World leaders must stand firm on trade after ‘poison pill’ pact
If the latest deal between the US, Canada and Mexico is all about isolating China, the White House is risking enormous damage to the global economy
North Americans can collectively heave a sigh of relief with Canada, Mexico and the United States having reached a new trade pact to replace an old one. But halfway around the world, Beijing is alarmed, and it is not even mentioned in the trilateral deal, not by name anyway. Buried deep in the fine print is Article 32.10 that gives Washington virtual veto power over any bilateral deal Canada or Mexico may hope to reach with “a non-market country”. Everyone agrees that means China and US Commerce Secretary Wilbur Ross has confirmed it is a “poison pill” that may be used in other deals.
The United States-Mexico-Canada Agreement, subject to ratification, is expected to replace the North American Free Trade Agreement.

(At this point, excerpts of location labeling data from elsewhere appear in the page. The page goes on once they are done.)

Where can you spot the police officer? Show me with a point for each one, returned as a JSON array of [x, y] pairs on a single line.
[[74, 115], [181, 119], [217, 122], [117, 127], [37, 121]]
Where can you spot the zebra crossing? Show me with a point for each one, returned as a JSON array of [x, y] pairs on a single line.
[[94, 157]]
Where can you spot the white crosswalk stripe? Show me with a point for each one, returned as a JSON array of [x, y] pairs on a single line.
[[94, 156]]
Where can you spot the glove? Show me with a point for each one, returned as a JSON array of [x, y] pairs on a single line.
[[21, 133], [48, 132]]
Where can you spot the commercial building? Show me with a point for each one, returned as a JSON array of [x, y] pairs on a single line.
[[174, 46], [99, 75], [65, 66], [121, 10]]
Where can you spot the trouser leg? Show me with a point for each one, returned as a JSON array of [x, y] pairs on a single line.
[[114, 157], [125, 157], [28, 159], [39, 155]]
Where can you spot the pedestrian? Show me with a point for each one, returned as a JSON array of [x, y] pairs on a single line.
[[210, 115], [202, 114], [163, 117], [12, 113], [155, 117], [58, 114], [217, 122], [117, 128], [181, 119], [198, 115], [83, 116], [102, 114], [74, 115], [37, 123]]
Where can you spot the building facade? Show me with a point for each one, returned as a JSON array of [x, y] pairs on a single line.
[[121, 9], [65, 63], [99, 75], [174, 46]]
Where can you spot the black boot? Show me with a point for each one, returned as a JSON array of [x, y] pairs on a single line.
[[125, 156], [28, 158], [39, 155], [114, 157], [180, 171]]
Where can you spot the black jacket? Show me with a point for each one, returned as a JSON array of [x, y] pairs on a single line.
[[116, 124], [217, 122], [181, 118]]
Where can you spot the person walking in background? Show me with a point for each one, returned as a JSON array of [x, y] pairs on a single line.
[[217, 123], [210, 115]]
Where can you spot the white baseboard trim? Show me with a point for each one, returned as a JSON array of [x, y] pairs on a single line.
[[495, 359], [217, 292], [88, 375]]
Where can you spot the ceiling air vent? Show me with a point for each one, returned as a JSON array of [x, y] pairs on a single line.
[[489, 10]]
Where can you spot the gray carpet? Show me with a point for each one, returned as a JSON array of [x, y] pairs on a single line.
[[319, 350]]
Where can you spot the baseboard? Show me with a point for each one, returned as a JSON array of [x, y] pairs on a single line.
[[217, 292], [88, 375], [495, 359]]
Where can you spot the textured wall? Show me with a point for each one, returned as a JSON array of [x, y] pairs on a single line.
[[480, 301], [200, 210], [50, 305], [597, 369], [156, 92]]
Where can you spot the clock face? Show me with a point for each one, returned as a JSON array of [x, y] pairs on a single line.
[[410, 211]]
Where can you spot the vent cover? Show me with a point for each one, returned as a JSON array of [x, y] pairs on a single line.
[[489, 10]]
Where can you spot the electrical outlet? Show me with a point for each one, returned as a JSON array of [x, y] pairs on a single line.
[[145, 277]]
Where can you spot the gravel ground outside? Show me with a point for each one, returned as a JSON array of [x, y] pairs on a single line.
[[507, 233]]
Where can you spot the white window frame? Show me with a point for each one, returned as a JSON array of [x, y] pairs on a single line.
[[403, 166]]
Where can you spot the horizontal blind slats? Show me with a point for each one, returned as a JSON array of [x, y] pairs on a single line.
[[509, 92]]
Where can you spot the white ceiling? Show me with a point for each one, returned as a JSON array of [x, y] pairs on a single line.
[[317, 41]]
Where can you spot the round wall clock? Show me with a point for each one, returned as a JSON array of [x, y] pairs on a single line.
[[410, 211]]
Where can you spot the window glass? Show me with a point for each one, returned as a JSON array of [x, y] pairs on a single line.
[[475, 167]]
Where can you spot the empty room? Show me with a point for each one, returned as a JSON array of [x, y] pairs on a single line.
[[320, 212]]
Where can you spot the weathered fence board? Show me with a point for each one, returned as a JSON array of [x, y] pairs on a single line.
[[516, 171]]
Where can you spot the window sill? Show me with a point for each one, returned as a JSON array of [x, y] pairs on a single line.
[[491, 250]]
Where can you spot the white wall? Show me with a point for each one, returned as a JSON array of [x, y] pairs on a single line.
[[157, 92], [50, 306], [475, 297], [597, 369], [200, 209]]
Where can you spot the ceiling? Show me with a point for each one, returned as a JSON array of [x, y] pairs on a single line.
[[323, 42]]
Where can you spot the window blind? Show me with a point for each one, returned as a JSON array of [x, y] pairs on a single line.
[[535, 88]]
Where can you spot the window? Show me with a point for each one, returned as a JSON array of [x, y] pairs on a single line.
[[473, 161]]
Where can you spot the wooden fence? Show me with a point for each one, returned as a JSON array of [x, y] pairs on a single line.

Nafta has underpinned the trading bloc for a quarter of a century, but was denounced by US President Donald Trump as “the worst trade deal in the history of the country”. He is hailing the new agreement as a major victory under his “America first” banner.
Virtually all the bones of contention were well debated among the three countries, but the “non-market” economy clause was a big surprise. All indications are that the provision was sprung at the last minute by the US negotiating team. But, for Mexico and Canada, it was more important to protect their domestic markets than defend their freedom of trade with China. The article allows cancellation of the pact with any one of the three countries if it reaches a free-trade agreement with a non-market economy. More onerously, any one of the three countries must give the others 90-day advance notice if it intends to enter into negotiations with a non-market economy.
In the midst of a trade war that may well come to define his tumultuous presidency, Trump is happy to exploit an entirely unrelated deal as another weapon to isolate and put pressure on China. It is unlikely to be a one-off and is expected to feature in future trade talks such as those with Japan, India and the European Union. Washington has calculated it may eventually reach separate deals with its allies, after which China will be shut out.
China is not entirely helpless. It has bilateral free-trade deals with Australia, New Zealand, Iceland, South Korea, Singapore and the 10-member Association of Southeast Asian Nations. Together, they account for about a quarter of China’s total trade. Even without a free-trade pact, China is still Canada’s second-largest trading partner.
China and the US could slug it out for a long time. But if it’s all about isolating and containing the world’s second-largest economy, the Trump administration is risking enormous collateral damage to the world economy, global free trade and a stable international system. More enlightened leaders must realise that and not budge under pressure from a US administration that rejects multilateralism.